Each publication presents and elaborates a set of standards for use in a variety of educational settings. The standards provide guidelines for designing, implementing, assessing, and improving the identified form of evaluation. Each of the standards has been placed in one of four fundamental categories to promote educational evaluations that are proper, useful, feasible, and accurate. In these sets of standards, validity and reliability considerations are covered under the accuracy topic. For example, the student accuracy standards help ensure that student evaluations will provide sound, accurate, and credible information about student learning and performance.
Controversy and Criticism
Because psychometrics is based on latent psychological processes measured through correlations, there has been controversy about some psychometric measures. Critics, including practitioners in the physical sciences, have argued that such definition and quantification is difficult, and that such measurements are often misused by laymen, such as with personality tests used in employment procedures. The Standards for Educational and Psychological Measurement gives the following statement on test validity: “validity refers to the degree to which evidence and theory support the interpretations of test scores entailed by proposed uses of tests”. Simply put, a test is not valid unless it is used and interpreted in the way it is intended.

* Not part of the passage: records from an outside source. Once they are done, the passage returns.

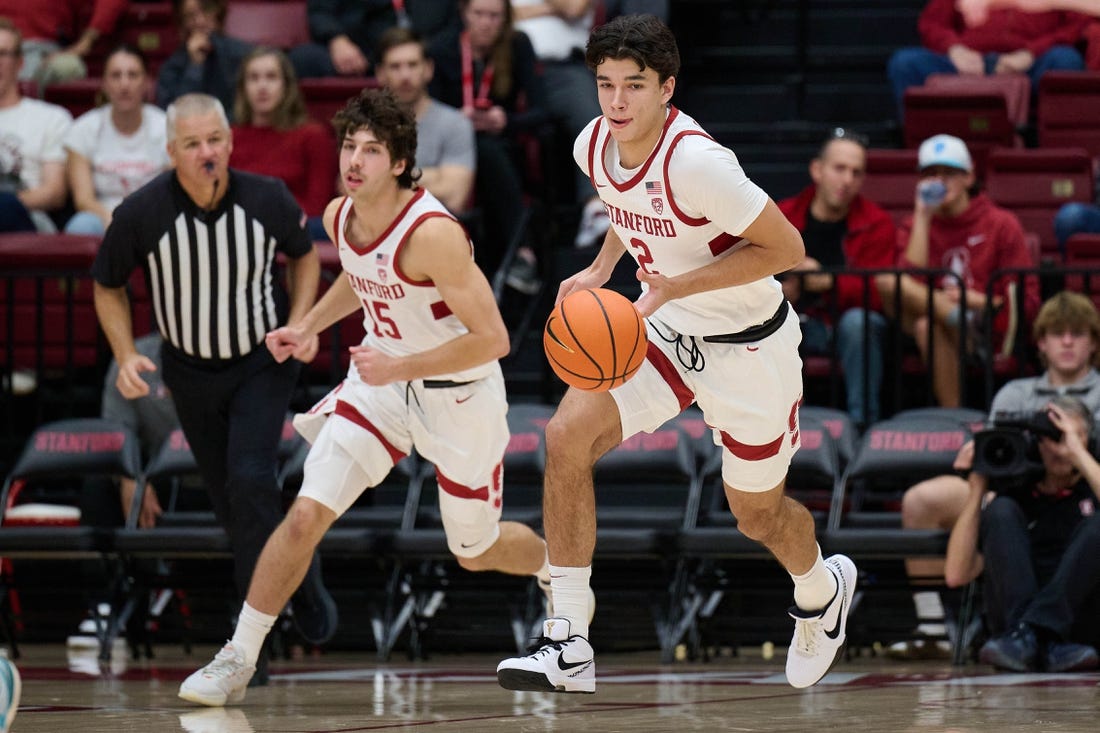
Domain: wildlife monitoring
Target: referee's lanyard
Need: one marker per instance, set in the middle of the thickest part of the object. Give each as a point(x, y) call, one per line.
point(468, 78)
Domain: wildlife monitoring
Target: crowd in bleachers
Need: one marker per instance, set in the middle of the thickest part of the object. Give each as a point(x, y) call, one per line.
point(1001, 106)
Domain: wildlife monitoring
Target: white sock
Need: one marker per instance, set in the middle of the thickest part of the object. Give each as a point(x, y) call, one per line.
point(815, 588)
point(571, 597)
point(252, 627)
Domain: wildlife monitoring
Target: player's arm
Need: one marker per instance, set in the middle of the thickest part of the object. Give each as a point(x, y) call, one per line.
point(772, 245)
point(438, 250)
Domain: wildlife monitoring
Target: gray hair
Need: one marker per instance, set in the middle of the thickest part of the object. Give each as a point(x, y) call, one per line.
point(194, 105)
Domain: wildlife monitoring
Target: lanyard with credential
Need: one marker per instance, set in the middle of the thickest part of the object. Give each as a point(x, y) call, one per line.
point(468, 77)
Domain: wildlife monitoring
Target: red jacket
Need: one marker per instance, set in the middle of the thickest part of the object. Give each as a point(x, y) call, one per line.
point(942, 26)
point(977, 242)
point(870, 243)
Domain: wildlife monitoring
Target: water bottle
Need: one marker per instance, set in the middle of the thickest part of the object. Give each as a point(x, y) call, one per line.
point(932, 192)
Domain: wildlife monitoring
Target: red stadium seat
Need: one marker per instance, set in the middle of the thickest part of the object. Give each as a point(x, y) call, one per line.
point(891, 181)
point(1015, 88)
point(980, 119)
point(328, 95)
point(268, 22)
point(1034, 184)
point(1069, 110)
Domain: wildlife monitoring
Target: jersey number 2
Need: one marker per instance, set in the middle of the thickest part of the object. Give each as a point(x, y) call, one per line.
point(645, 259)
point(384, 326)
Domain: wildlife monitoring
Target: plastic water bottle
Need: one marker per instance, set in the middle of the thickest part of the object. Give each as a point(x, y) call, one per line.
point(932, 192)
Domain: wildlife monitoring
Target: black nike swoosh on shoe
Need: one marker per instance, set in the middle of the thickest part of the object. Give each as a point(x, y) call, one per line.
point(565, 666)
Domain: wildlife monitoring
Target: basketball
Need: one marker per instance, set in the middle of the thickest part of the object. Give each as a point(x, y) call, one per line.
point(595, 339)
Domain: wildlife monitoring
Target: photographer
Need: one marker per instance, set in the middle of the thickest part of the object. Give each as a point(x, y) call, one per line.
point(1067, 337)
point(1040, 548)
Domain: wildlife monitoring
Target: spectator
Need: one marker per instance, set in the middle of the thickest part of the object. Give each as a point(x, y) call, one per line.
point(32, 159)
point(1010, 42)
point(843, 229)
point(207, 61)
point(273, 135)
point(345, 33)
point(207, 238)
point(1067, 336)
point(488, 72)
point(1037, 549)
point(559, 30)
point(446, 150)
point(970, 238)
point(1076, 218)
point(114, 149)
point(55, 37)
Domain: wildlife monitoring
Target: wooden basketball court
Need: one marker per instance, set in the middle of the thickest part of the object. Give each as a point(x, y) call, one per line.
point(343, 692)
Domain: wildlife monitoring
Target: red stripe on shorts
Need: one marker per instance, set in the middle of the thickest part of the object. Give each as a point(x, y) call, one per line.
point(671, 376)
point(747, 452)
point(460, 491)
point(348, 412)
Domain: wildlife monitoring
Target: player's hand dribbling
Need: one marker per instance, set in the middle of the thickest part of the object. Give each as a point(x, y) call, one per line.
point(374, 367)
point(129, 382)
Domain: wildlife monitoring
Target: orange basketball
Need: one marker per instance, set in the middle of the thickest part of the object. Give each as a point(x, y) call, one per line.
point(595, 339)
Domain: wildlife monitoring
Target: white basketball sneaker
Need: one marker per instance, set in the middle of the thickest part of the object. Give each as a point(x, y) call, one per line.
point(559, 663)
point(820, 635)
point(223, 680)
point(548, 591)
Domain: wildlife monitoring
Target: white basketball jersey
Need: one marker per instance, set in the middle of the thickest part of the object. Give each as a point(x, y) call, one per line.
point(402, 316)
point(681, 210)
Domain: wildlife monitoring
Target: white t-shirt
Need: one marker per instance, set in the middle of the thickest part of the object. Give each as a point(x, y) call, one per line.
point(120, 164)
point(552, 36)
point(31, 134)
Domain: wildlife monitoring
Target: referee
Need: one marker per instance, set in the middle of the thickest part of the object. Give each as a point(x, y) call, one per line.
point(207, 238)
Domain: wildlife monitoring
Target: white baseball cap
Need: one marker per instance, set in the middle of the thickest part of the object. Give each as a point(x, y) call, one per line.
point(944, 150)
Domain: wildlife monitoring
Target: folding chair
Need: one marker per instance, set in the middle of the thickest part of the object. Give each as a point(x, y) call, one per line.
point(56, 459)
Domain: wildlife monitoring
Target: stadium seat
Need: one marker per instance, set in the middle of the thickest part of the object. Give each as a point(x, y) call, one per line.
point(1034, 184)
point(1069, 110)
point(278, 23)
point(980, 119)
point(1015, 88)
point(41, 499)
point(891, 181)
point(326, 96)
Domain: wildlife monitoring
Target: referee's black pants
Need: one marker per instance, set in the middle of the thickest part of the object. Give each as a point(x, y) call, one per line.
point(232, 414)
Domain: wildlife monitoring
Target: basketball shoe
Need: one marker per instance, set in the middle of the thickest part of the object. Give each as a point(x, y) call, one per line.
point(222, 680)
point(11, 685)
point(559, 663)
point(820, 635)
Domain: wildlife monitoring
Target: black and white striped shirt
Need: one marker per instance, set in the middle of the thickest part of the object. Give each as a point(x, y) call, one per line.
point(210, 275)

Two types of tools used to measure personality traits are objective tests and projective measures. Examples of such tests are the: Big Five Inventory (BFI), Minnesota Multiphasic Personality Inventory (MMPI-2), Rorschach Inkblot test, Neurotic Personality Questionnaire KON-2006, or Eysenck’s Personality Questionnaire (EPQ-R). Some of these tests are helpful because they have adequate reliability and validity, two factors that make tests consistent and accurate reflections of the underlying construct. The Myers-Briggs Type Indicator (MBTI), however, has questionable validity and has been the subject of much criticism. Psychometric specialist Robert Hogan wrote of the measure: “Most personality psychologists regard the MBTI as little more than an elaborate Chinese fortune cookie.”

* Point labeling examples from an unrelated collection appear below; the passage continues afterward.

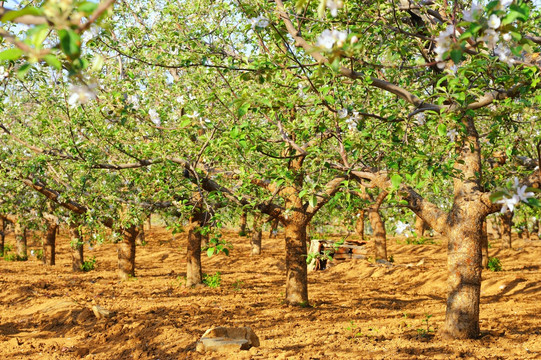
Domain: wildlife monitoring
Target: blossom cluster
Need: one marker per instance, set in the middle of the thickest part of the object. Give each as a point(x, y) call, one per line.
point(509, 202)
point(259, 22)
point(491, 36)
point(329, 38)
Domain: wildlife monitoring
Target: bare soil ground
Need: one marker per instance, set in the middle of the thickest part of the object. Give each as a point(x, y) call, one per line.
point(359, 310)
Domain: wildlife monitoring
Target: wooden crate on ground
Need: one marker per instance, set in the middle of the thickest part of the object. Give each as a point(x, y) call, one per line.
point(322, 251)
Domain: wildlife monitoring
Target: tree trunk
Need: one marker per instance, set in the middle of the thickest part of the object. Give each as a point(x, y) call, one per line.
point(76, 245)
point(465, 232)
point(256, 235)
point(141, 236)
point(2, 235)
point(464, 282)
point(484, 245)
point(378, 233)
point(194, 274)
point(20, 241)
point(496, 227)
point(297, 273)
point(420, 226)
point(126, 253)
point(535, 230)
point(359, 225)
point(274, 228)
point(243, 220)
point(507, 223)
point(49, 246)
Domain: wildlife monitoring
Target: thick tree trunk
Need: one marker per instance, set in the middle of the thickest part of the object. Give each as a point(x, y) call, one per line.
point(420, 226)
point(496, 227)
point(49, 246)
point(194, 274)
point(2, 235)
point(507, 223)
point(464, 282)
point(465, 232)
point(297, 273)
point(484, 245)
point(76, 245)
point(274, 228)
point(359, 225)
point(243, 221)
point(378, 233)
point(256, 235)
point(20, 241)
point(126, 253)
point(535, 230)
point(141, 236)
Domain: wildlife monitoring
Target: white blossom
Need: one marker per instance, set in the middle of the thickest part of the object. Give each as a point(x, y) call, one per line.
point(451, 134)
point(154, 117)
point(134, 100)
point(3, 73)
point(494, 21)
point(334, 5)
point(260, 22)
point(444, 41)
point(194, 115)
point(472, 13)
point(491, 37)
point(401, 227)
point(329, 38)
point(505, 3)
point(80, 94)
point(504, 54)
point(420, 119)
point(508, 203)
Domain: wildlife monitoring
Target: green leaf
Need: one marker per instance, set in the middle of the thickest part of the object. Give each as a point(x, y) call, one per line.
point(442, 130)
point(243, 109)
point(88, 7)
point(23, 70)
point(53, 61)
point(456, 55)
point(321, 8)
point(29, 10)
point(497, 195)
point(396, 180)
point(312, 201)
point(70, 43)
point(11, 54)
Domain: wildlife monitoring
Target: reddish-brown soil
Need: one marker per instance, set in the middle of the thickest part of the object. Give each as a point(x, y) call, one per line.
point(359, 310)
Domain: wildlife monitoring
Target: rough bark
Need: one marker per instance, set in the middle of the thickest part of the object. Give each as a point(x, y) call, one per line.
point(507, 224)
point(379, 235)
point(465, 224)
point(243, 221)
point(126, 253)
point(256, 235)
point(2, 235)
point(274, 228)
point(49, 246)
point(484, 245)
point(141, 236)
point(359, 225)
point(535, 230)
point(76, 245)
point(20, 241)
point(297, 271)
point(464, 281)
point(194, 274)
point(420, 226)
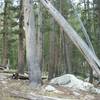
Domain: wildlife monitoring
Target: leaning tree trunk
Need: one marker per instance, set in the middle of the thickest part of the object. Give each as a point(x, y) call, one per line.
point(72, 34)
point(21, 49)
point(31, 53)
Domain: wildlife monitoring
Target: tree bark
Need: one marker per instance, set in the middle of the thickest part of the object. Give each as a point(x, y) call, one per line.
point(5, 33)
point(72, 34)
point(21, 49)
point(31, 50)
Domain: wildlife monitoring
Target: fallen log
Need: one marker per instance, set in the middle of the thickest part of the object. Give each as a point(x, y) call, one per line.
point(29, 96)
point(23, 76)
point(74, 37)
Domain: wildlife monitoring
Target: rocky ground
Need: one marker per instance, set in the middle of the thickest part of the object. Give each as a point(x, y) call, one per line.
point(11, 89)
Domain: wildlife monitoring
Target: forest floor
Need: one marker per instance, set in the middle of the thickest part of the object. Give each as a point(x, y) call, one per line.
point(11, 89)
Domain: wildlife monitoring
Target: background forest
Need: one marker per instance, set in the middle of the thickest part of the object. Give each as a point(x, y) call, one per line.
point(58, 54)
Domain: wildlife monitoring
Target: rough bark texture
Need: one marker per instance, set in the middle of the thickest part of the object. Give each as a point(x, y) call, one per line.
point(52, 50)
point(5, 34)
point(40, 37)
point(72, 34)
point(31, 53)
point(21, 49)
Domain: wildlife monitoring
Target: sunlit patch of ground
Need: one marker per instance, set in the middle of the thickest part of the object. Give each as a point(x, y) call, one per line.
point(8, 86)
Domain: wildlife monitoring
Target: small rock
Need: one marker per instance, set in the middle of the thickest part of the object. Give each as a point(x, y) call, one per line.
point(50, 88)
point(89, 97)
point(76, 93)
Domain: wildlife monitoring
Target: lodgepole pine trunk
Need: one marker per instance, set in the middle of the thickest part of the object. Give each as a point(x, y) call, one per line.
point(31, 50)
point(21, 47)
point(72, 34)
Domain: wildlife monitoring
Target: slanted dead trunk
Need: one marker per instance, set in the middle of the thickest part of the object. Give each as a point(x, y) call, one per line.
point(72, 34)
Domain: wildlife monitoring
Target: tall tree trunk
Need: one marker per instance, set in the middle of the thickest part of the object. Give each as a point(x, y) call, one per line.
point(76, 39)
point(52, 49)
point(21, 49)
point(31, 49)
point(40, 36)
point(5, 33)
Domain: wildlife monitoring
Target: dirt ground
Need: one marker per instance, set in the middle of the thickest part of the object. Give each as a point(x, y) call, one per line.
point(11, 89)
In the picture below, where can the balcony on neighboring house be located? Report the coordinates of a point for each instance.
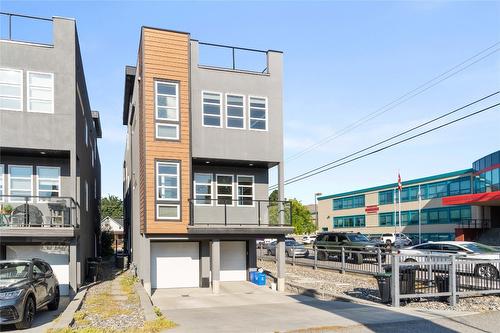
(32, 216)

Lee Cronbach noted in American Psychologist (1957) that, “correlational psychology, though fully as old as experimentation, was slower to mature. It qualifies equally as a discipline, however, because it asks a distinctive type of question and has technical methods of examining whether the question has been properly put and the data properly interpreted.” He would go on to say, “The correlation method, for its part, can study what man has not learned to control or can never hope to control … A true federation of the disciplines is required. Kept independent, they can give only wrong answers or no answers at all regarding certain important problems.”
Non-Human: Animals and Machines
Psychometrics addresses human abilities, attitudes, traits, and educational evolution. Notably, the study of behaviour, mental processes, and abilities of non-human animals is usually addressed by comparative psychology, or with a continuum between non-human animals and the rest of animals by evolutionary psychology. Nonetheless, there are some advocators for a more gradual transition between the approach taken for humans and the approach taken for (non-human) animals.
The evaluation of abilities, traits and learning evolution of machines has been mostly unrelated to the case of humans and non-human animals, with specific approaches in the area of artificial intelligence. A more integrated approach, under the name of universal psychometrics, has also been proposed.